Recall that you observed very little corrosion occurring on the iron nail immersed in NaOH(aq) solution. This observation is difficult to explain from an electrochemistry perspective since electrochemistry principles predict a spontaneous reaction that should cause corrosion. Explain why there was no corrosion on this nail from an equilibrium perspective using the half-reaction shown below:

O2(g) + 2 H2O(l) + 4 e- --> 4 OH-(aq)

Originally I had the thought to regard the electron concentration as an indicator of equilibrium, thinking that since the electron concentration is shifted reactant side, no reaction will occur. Now I'm beginning to second guess that hypothesis because the half reaction doesn't explicitly deal with the production of an iron oxide, therefore I find it a presumptuous to say the electron concentration in the OH-(aq) half reaction dictates a successful redox reaction.

Any thoughts?

 

[Logan Johnston]

To Be Clear: The reaction of iron in NaOH is spontaneous, I know. If I could change the title I would.

 

[epenguin]

Yeah I had a thought, but only a simple one.
I thought about mass action.
I'm not capable of having a thought about electron concentration - I never had any lessons that mentioned it, did you?
(You are clear though where these e^- are coming from though?)
Not happy how complete or correct my explanation is but it is at least rational.
Corrosion is quite complicated with stuff you could not be expected to all deduce from first principles - but those principles are useful for understanding the explanations. I have not found anything outstandingly good on it on the web, particularly not on pH effect. Wiki reasonable. However an awareness of the main methods, particularly electrochemical, of rust prevention is probably a reasonable (exam question) expectation at your level.

 

[Borek]

Basic idea is that we can express Nernst equation as

E = E_0 + \frac {RT}{nF} ln \frac {[Ox]}{[Red]} = \frac {RT}{nF} ln \frac {[Ox][e^-]}{[Red]}

where

[e^-] = e^{\frac{nFE_0}{RT}}

Just a mathematical trick, but sometimes useful.

 

[Logan Johnston]

epenguin: Iron giveth and hydroxide taketh thee electrons so to speak, yes. I've not yet had any lessons concerning electron concentration that could apply, no, it was more of an intuitive thought. Certainly from an electrochemical perspective I can describe the redox of iron in NaOH, but from an equilibrium perspective I must be missing something. I like the thought of mass action because it deals with equilibrium, but I will have a reread of my chapters tonight and see if I read over something.

Borek: That's very interesting. I'll have a study of that tonight.

Thank you both, I'll see what I can do later today.

 

[Logan Johnston]

I have since been explained the answer thusly:

"Corrosion is the result of a redox reaction. Shown below is the reduction half-reaction. Now if we add more hydroxide ions, the reaction will shift towards the left, correct? This will impede the reduction half-reaction – it will not occur to any great extent. Hence there will be very little corrosion."

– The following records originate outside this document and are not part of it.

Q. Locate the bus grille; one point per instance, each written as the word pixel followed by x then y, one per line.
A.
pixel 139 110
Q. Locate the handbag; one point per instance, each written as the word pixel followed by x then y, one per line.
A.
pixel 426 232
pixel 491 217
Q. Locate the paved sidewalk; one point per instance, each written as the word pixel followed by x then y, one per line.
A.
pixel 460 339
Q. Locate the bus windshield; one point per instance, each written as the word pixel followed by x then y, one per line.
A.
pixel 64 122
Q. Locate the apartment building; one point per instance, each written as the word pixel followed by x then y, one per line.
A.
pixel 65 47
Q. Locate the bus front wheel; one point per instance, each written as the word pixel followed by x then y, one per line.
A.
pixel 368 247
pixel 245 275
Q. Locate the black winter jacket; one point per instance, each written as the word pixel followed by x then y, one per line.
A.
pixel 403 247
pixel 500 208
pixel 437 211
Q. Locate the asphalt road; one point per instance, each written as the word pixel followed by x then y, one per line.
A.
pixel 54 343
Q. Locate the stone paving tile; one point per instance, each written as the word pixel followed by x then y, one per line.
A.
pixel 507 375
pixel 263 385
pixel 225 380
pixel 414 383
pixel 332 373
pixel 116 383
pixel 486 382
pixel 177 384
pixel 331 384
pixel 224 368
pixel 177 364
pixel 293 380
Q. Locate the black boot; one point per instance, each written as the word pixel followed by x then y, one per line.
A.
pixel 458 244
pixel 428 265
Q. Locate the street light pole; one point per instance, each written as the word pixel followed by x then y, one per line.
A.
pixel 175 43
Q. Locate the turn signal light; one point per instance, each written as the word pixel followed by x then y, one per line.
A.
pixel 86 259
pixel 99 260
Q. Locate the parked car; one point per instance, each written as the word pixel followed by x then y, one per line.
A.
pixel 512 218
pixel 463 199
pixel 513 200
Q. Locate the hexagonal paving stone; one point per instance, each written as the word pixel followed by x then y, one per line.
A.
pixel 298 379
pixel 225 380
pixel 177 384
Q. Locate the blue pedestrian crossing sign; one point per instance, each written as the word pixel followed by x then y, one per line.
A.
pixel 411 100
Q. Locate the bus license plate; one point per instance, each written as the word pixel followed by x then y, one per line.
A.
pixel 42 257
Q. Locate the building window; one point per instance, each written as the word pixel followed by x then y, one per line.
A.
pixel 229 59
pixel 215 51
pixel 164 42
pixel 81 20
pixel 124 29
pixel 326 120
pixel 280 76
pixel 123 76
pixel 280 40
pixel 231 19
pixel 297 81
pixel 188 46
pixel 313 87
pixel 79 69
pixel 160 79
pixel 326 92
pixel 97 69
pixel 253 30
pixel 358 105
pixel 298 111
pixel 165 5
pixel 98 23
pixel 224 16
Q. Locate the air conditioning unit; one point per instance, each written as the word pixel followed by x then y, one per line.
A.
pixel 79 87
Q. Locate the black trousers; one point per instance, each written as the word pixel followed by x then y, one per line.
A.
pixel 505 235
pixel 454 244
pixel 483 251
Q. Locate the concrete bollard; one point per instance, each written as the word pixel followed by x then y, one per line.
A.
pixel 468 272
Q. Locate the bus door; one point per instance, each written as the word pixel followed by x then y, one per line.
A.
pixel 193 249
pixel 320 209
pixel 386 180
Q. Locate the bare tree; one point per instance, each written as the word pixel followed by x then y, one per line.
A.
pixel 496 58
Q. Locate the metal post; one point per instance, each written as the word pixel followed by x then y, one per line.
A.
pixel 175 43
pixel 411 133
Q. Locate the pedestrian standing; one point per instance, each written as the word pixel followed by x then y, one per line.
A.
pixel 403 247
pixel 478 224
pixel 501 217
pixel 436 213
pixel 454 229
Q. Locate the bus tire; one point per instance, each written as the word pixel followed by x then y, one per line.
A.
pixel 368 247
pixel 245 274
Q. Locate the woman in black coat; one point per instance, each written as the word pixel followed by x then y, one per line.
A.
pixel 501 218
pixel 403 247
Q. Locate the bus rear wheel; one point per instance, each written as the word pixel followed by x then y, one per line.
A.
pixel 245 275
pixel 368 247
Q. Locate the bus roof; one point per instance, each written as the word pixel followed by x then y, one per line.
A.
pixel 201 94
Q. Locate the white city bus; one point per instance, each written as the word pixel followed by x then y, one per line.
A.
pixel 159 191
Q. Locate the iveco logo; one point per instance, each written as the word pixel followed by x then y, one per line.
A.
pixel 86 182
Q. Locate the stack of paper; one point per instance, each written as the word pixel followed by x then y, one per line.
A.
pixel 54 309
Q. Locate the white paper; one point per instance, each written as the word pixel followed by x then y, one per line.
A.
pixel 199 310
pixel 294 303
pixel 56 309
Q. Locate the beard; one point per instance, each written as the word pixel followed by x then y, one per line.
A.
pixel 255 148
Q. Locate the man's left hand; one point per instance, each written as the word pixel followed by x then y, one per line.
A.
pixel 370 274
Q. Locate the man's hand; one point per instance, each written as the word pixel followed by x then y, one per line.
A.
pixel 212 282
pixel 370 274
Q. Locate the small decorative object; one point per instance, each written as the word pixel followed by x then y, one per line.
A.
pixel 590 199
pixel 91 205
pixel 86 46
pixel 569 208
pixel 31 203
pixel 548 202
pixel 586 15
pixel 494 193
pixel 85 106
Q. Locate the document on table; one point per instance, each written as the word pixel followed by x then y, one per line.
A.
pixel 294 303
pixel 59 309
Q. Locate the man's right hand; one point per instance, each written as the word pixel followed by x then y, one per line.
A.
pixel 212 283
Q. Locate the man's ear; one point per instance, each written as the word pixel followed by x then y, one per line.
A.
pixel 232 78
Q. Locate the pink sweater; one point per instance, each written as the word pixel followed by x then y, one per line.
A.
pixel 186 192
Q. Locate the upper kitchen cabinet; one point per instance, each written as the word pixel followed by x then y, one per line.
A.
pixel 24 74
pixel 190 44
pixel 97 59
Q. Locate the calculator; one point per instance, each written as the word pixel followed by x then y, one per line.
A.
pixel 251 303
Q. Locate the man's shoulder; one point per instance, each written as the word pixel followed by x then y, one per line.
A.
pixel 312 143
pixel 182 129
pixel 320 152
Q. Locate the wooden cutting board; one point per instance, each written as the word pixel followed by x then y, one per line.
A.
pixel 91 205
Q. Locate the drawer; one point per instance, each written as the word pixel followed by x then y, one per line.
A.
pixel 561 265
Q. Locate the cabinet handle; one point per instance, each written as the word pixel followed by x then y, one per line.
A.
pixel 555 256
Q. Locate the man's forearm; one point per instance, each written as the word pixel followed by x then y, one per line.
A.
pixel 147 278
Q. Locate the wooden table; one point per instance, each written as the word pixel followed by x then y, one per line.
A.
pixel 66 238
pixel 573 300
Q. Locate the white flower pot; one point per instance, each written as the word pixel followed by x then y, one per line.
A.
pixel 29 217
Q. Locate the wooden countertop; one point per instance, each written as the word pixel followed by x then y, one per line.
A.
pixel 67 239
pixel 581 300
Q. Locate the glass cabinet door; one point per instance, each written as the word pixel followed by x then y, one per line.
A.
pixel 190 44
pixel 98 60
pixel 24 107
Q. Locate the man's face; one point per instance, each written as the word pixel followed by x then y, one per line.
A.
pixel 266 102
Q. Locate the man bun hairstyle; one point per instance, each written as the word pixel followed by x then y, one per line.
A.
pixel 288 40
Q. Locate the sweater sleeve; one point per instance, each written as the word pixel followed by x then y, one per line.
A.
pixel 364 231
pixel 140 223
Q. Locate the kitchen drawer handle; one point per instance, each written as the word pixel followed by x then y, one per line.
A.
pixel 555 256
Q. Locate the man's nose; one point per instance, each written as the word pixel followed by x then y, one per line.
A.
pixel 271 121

We were on the right track by considering equilibrium in a half-reaction, although something seems wrong with the way this question was worded. Or perhaps something was wrong with my interpretation.

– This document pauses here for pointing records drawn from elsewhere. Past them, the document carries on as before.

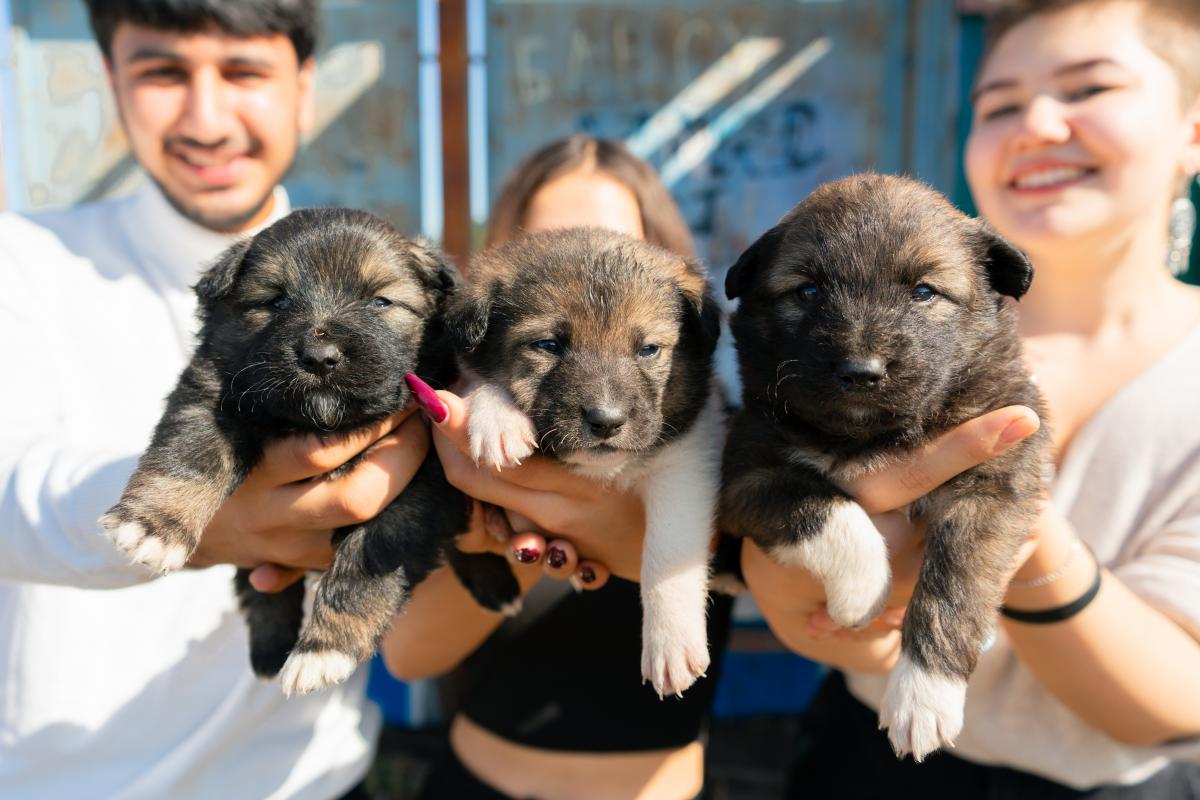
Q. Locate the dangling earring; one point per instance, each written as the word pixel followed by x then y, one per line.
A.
pixel 1179 235
pixel 1180 230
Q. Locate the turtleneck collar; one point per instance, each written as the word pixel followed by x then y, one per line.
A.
pixel 177 246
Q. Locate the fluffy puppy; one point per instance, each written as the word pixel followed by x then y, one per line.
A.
pixel 871 319
pixel 306 328
pixel 598 350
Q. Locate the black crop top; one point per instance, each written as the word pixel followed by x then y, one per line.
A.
pixel 571 679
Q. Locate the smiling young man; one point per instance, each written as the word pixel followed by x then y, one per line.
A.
pixel 114 683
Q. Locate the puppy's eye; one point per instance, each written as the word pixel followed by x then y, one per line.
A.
pixel 924 293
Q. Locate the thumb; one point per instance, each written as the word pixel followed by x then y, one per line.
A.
pixel 955 451
pixel 270 578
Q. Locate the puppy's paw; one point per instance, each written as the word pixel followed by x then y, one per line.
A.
pixel 851 559
pixel 160 553
pixel 501 434
pixel 307 672
pixel 675 637
pixel 922 711
pixel 672 666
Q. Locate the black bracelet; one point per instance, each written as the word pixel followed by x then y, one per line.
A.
pixel 1060 613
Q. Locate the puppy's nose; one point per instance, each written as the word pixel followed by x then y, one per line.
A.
pixel 861 373
pixel 605 420
pixel 321 358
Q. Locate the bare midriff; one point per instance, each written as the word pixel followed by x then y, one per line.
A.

Oh well, something to think about I suppose. Thank you all for your input.

 

[epenguin]

if we add more hydroxide ions, the reaction will shift towards the left, correct? This will impede the reduction half-reaction
.

That is exactly what I meant by

I thought about mass action.

I am glad To see you came back though - too many threads here are not concluded, although the students probably have answers as you have. "when you have an announcer it's not finished" - there is often a little something that it is useful to add, not at all answers are as good as the students imagine

 

[Logan Johnston]

I thought about mass action.

I understand that now, absolutely.

After a bit more thinking (and watching a diploma review video) I realized that the given half reaction is necessary for all rusting examples in this level of chemistry; something I had not been explicitly taught. So when that half-reaction is applied to the scenario of an iron nail in hydroxide solution, the increased concentration of hydroxide favours the reverse reaction and no rusting occurs.

If anyone with the same question as I had looks at this in the future, I was wrong to say that iron reacts spontaneously with NaOH solution. The law of mass action dictates the reverse reaction be favoured in order to restore equilibrium to the system, so the reaction is not spontaneous.